Values aligned in columns:

my_url <- 
  "http://ritsokiguess.site/datafiles/analgesic.txt"
pain <- read_table(my_url)
pain %>% mutate(diff = druga - drugb) -> pain
glimpse(pain)

Rows: 12
Columns: 4
$ subject <dbl> 1, 2, 3, 4, 5, 6, 7, 8, 9, 10, 11, 12
$ druga   <dbl> 2.0, 3.6, 2.6, 2.6, 7.3, 3.4, 14.9, 6.6, 2.3, 2.0, 6.8, 8.5
$ drugb   <dbl> 3.5, 5.7, 2.9, 2.4, 9.9, 3.3, 16.7, 6.0, 3.8, 4.0, 9.1, 20.9
$ diff    <dbl> -1.5, -2.1, -0.3, 0.2, -2.6, 0.1, -1.8, 0.6, -1.5, -2.0, -2.3,…

Assessing normality

Matched pairs analyses assume (theoretically) that differences normally distributed.
How to assess normality?
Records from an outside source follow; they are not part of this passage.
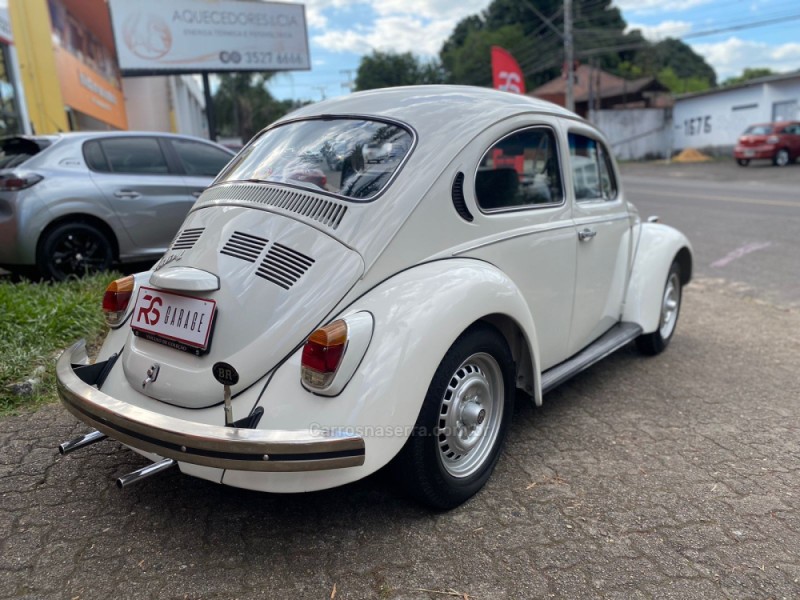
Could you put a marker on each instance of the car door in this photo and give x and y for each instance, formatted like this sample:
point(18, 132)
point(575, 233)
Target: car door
point(144, 188)
point(602, 235)
point(519, 189)
point(200, 161)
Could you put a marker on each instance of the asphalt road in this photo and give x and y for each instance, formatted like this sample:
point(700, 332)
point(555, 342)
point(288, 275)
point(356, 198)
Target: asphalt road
point(670, 477)
point(744, 223)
A normal quantile plot.

The normal quantile plot (of differences)

ggplot(pain, aes(sample = diff)) + stat_qq() + stat_qq_line()

Points should follow the straight line. Bottom left one way off, so normality questionable here: outlier.

What to do instead?

Matched pairs \(t\)-test based on one sample of differences
the differences not normal (enough)
so do sign test on differences, null median 0:

sign_test(pain, diff, 0)

$above_below
below above 
    9     3 

$p_values
  alternative    p_value
1       lower 0.07299805
2       upper 0.98071289
3   two-sided 0.14599609

No evidence of any difference between the drugs (that the median difference is not zero).

Did we really need to worry about that outlier?

Bootstrap sampling distribution of sample mean differences:

tibble(sim = 1:10000) %>% 
  rowwise() %>% 
  mutate(my_sample = list(sample(pain$diff, replace = TRUE))) %>% 
  mutate(my_mean = mean(my_sample)) %>% 
  ggplot(aes(sample = my_mean)) + stat_qq() + stat_qq_line() -> g

The normal quantile plot

Yes we did need to worry; this is clearly skewed left and not normal.